We know that freemasons have infiltrated the church and they started waaaay back in the mid 1800s. We know that it is rumored that certain V2 popes were masons, but not all of them were. We also know that satan and the masons know their limits and God will not allow them to destroy the church. But, they can inflict damage. So, can we not imagine the scenario where a pope tries to destroy the church by ambiguities, confusion, etc without changing doctrine, but simply by minimizing truth, promoting lukewarmness and APPEARING to promote evil, all the while, TECHNICALLY they didn't change church teaching? The devil is a master of technicalities, of confusion and of 'toeing the line'. My opinion is that this exactly describes the situation we are living in today.
A destroyer pope could intend, more than anyone has ever intended in the history of the world, to completely humiliate and obliterate God's Church. So long as his intention to do so and his methods do not sever him from the Church through heresy, schism, or apostasy, he's still pope. And we
know that
whatever Bellarmine thinks makes a pope a "destroyer"

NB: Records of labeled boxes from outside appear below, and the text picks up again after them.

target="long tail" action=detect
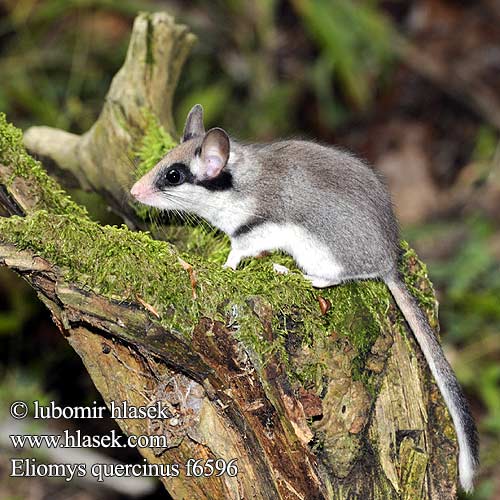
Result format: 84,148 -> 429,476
384,275 -> 479,492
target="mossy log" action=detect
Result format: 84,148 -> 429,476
0,9 -> 457,500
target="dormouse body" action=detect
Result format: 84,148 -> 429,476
131,105 -> 478,491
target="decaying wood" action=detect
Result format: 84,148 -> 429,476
0,9 -> 456,500
24,13 -> 196,221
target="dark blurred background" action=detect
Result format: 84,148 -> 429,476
0,0 -> 500,500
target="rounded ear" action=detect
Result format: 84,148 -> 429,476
181,104 -> 205,142
200,128 -> 230,179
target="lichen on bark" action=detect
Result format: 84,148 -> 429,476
0,9 -> 456,499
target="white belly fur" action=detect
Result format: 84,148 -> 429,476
232,223 -> 343,281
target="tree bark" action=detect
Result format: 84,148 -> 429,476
0,8 -> 457,500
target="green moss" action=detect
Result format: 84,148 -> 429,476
132,110 -> 177,220
0,113 -> 87,217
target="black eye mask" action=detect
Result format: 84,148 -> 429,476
154,162 -> 233,191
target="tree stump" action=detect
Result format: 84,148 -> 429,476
0,8 -> 457,500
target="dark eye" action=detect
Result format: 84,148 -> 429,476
165,168 -> 183,186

does not include him being a manifest heretic.
.
We don't care about formal heretics, we care about manifest (public) ones. That's the distinction that matters for whether or not someone belongs to the Church, as manifest heretics-- whether formal or material-- do
not belong to her. There's a reason that Avinger hasn't replied to me, because he's not going to find any teachers who say that manifest heretics belong to the Church under any condition.
.
I think that you are trying to answer the question of whether or not Francis has committed a sin. That really doesn't matter, although it sure seems that he has no defense of ignorance since his training and exposure to the Catholic faith
far surpasses anything that any of
us have experienced. Clerics don't get a pass for ignorance. But it doesn't matter at the end of the day, because the distinction between whether he's a formal or a material heretic isn't a distinction that will tell us whether or not he is a
Catholic, it's one that will tell us whether or not he's guilty before God, and that isn't really any of our concern. Catholics are those who belong to the Catholic Church, incorporated at baptism and maintained by the profession of faith (and the absence of severance through heresy, apostasy, schism, or excommunication). They can do a lot of really, really, really evil things and still be Catholic. A pope can sacrifice infants to a goat's skull and participate in Satanic orgies in private and remain pope so long as he professes the faith outwardly. He can be the most rotten person to ever have lived. We don't judge whether or not someone is a Catholic based on some gradation of good or evil committed.
.
You see, this is all true because of the
nature of the Church. She is a visible unity of faith. That being the case, it is
impossible for someone who publicly professes something alien to belong to her
. That is why the material/formal distinction is not used in this case. The material/formal distinction tells us whether or not someone is guilty of some thing or another before God. We don't care about that. We want to know if they belong to the Church.